In this week's Nature, researchers at the Scripps Research Institute in Jupiter, Fla., and their colleagues report that miR-212, which is "upregulated in the dorsal striatum of rats with a history of extended access to cocaine," decreases responsiveness to cocaine by amplifying the drug's stimulatory effects on CREB signaling. The authors suggest that their study shows that "striatal miR-212 signaling has a key role in determining vulnerability to cocaine addiction, reveal[s] new molecular regulators that control the complex actions of cocaine in the brain reward circuitries, and provide[s] an entirely new direction for the development of anti-addiction therapeutics based on the modulation of noncoding RNAs."

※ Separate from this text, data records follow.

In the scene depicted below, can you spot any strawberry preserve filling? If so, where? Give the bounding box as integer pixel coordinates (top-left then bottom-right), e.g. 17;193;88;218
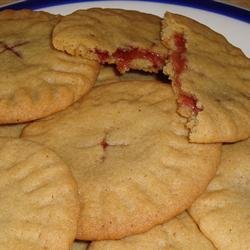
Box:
95;49;109;64
95;48;165;72
170;33;202;114
101;139;109;150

Also in Nature this week, investigators at the University of California, San Francisco, and their colleagues show the "conserved role of intragenic DNA methylation in regulating alternative promoters" using a map of DNA methylation they created, which includes 24.7 of the 28 million CpG sites in the human brain. They found that most of the methylated CpG islands were in intragenic and intergenic regions, "whereas less than three percent of CpG islands in 5' promoters were methylated," the authors write. "These methylation-regulated, alternative transcripts are expressed in a tissue- and cell type-specific manner, and are expressed differentially within a single cell type from distinct brain regions," the team adds.
In Nature Structural & Molecular Biology, a team of researchers report their measurement of genome-wide DNA accessibility in Drosophila "by combining M.SssI methylation footprinting with methylated DNA immunoprecipitation," with which they've determined that "methylase accessibility demarcates differential distribution of active and repressive histone modifications as well as sites of transcription and replication initiation." They also found higher accessibility at chromosomal regions that replicate early at initiation sites. The authors suggest that, taken together, their results show the the organization of replication and differential histone-modification patterns have "measureable effects on the exposure of the DNA template."
And in the most recent issue of Nature Genetics, the Dana-Farber Cancer Institute's Jordi Barretina and several colleagues identify new targets for soft-tissue sarcoma therapy based on subtype-specific genomic alterations — including frequent TP53, NF1, and PIK3CA mutations in the 207 samples, encompassing the seven major subtypes they examined. ShRNA-based knockdown of several genes amplified in de-differentiated liposarcoma effectively decreased cell proliferation, the team writes.